What do you do with all of those ink toner cartridges that your office uses each day? How about all of the paper that is tossed out after being looked at for just a few seconds? Now, what do you do with all of the dead batteries from different gadgets around the office? I created this blog to help other businesses find methods of recycling the many recyclable materials that come in and out of the office in a day. It is my hope that knowing what can be done with these things will help keep them out of the landfill.
If you've bought several new computers over the years, you may have the old ones pushed to the back of the closet because you don't know how to get rid of them. Your state or city may prohibit throwing a personal computer and monitor in the trash, so recycling and donating are two possible options. Here are some suggestions on how to get rid of your old computers.
Decide If You Want to Donate Them
If your computers are still fairly new, they might be useful enough to donate. Computers that are several years old may be too slow and outdated to be suitable for anyone to use, so keep that in mind before you find a place to take your donations. If you plan to donate a computer, it should be in good working order and have a monitor, keyboard, and mouse that work, too.
Call your local thrift shops to see if they take donations or if they know of other places that do. You can even place ads online stating that you're giving away a free computer, and someone may pick up your donation for free. Keep in mind that you must erase your hard drive before you give your computer away. This protects your identity and passwords from falling into the wrong hands.

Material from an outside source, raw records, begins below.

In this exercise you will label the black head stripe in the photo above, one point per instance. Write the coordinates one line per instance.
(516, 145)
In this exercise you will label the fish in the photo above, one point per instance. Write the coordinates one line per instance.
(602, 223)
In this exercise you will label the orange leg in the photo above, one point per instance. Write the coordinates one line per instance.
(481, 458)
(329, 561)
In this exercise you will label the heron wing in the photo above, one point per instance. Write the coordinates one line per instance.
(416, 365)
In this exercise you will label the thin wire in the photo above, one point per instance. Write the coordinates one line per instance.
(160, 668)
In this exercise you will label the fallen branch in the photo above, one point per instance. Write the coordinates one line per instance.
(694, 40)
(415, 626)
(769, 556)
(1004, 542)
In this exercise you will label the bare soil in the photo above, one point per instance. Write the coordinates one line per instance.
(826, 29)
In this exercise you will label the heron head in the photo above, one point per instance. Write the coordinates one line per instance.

Find a Place to Recycle Old Computers
If your computer is old, or if you're too uncomfortable with someone else using it because of privacy concerns, then you should recycle it instead. You can solve the worry over your privacy by removing the hard drive before you get rid of a computer. You can destroy it or just keep it at home. This ensures no one will get your personal information.
There are usually several places you can recycle a computer. Try an electronics store or your local recycling center. Your city's waste-management department may have a drop-off place for computers, too. Your city might even hold a drive once or twice a year where they collect computers and other electronics.
You can recycle monitors and computers, as well as accessories, but you may want to hold onto an extra keyboard and mouse. If the one you're using goes out, you'll have a spare you can use until you buy a new one. However, you'll want to follow the instructions of the place where you plan to take your computer. If you recycle them with your city, it may be necessary to turn in a complete computer system rather than parts.
Even if your computer is broken or so old that it's useless, it contains valuable metals inside that can be removed and recycled. Some are heavy metals, which are dangerous to the environment, and that's one reason computer equipment is not welcome in landfills. Recycling a computer is as easy as dropping it off at a local electronic waste–collection center. You'll be doing a good deed for the environment, and you'll reclaim space in your closet, too.